Still, we’ve seen what’s churning in David’s head, and there’s the ominous title to consider. Working solo for the first time—he made three previous, little-seen features in collaboration with Rodrigo Ojeda-Beck—writer-director Robert Machoian takes pains to make his protagonist’s behavior comprehensible without excusing it, and to shift between moods without inducing tonal whiplash. Bold choices pay off, as when David, who once fronted a band, sings Nikki a new song he’s written, quite obviously about her (the lyrics recount what a fool he’s been), in quavering a cappella, and Machoian never once cuts away from David’s close-up profile to reveal how Nikki feels about this serenade. Rather than diminishing her, this choice feels oddly respectful of her autonomy, stripping the gesture of any emotional manipulation. Other stray moments, like the boys’ improbable love for Mitch Hedberg and David’s failed effort to win them over by learning some of his jokes, are so goofily specific that they feel as if they must have been imported from somebody’s actual life. Two Lovers also boasts a vivid sense of small-town familiarity (it was shot in Kanosh, Utah), with David constantly being greeted by name serving almost as a running gag.

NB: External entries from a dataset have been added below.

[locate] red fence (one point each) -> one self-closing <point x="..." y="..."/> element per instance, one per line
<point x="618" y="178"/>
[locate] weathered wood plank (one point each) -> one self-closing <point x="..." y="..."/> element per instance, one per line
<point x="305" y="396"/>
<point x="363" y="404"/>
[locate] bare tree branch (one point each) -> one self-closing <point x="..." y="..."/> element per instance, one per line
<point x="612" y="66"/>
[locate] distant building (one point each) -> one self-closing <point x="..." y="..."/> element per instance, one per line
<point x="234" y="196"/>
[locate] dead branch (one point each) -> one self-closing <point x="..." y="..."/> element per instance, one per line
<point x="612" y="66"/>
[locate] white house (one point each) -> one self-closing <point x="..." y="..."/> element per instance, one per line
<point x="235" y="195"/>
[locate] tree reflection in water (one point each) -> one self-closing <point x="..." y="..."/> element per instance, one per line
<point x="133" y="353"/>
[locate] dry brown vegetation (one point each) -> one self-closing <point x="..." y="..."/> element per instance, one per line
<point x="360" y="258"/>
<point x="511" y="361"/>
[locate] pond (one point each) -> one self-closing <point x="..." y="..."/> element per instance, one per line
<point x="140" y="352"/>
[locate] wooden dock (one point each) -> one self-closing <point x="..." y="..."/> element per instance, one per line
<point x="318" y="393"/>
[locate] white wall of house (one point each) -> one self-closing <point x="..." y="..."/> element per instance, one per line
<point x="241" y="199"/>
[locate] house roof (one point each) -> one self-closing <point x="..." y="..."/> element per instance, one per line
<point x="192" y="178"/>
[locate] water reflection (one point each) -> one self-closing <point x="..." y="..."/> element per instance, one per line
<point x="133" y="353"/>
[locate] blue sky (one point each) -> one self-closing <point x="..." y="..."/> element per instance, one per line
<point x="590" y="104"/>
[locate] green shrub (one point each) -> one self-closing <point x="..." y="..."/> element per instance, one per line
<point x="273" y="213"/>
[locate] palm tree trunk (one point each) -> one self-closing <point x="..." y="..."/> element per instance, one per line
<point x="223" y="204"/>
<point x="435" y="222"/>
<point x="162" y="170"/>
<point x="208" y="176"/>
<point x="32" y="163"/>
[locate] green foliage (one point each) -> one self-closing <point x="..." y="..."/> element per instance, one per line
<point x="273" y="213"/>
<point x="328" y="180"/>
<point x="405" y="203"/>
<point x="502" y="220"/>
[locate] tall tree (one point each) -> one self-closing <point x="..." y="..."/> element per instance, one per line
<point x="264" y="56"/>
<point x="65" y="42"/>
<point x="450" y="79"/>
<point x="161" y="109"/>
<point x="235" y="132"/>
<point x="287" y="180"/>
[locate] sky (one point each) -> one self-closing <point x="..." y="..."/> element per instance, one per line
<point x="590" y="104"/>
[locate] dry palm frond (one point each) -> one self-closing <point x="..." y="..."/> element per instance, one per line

Ultimately, a movie like this succeeds or fails largely on the strength of its lead actors, and Machoian cast his well. Best known for playing Mel Gibson’s character on the TV version of Lethal Weapon (and also to fans of prestige TV as Rectify’s Teddy Talbot), Crawford shrewdly avoids telegraphing David’s violent impulses at times when he’d be carefully suppressing them, which is virtually always; humanizing a potential murderer is tricky business, but his performance conveys credible love and heartbreak without ever seeking to justify the character’s possessiveness. Moafi (who played Loretta on The Deuce) has to subtly suggest a woman who proposed a trial separation mostly as a means of safely extracting herself from the marriage, but who also still genuinely cares for her husband; she nails this with comparatively minimal screen time. Coy, as the other man, gets only two scenes of any significance, but invests both of them with a palpable oiliness that’s just barely disguised as civility. The eventual, inevitable confrontation unfolds with such realistic ugliness that it’s difficult to watch (in a good way), and fulfills expectations while subverting them at the same time. This isn’t the best separation story in recent memory (and it certainly isn’t the worst), but it has more in common with Iranian humanism than its lurid title might intimate.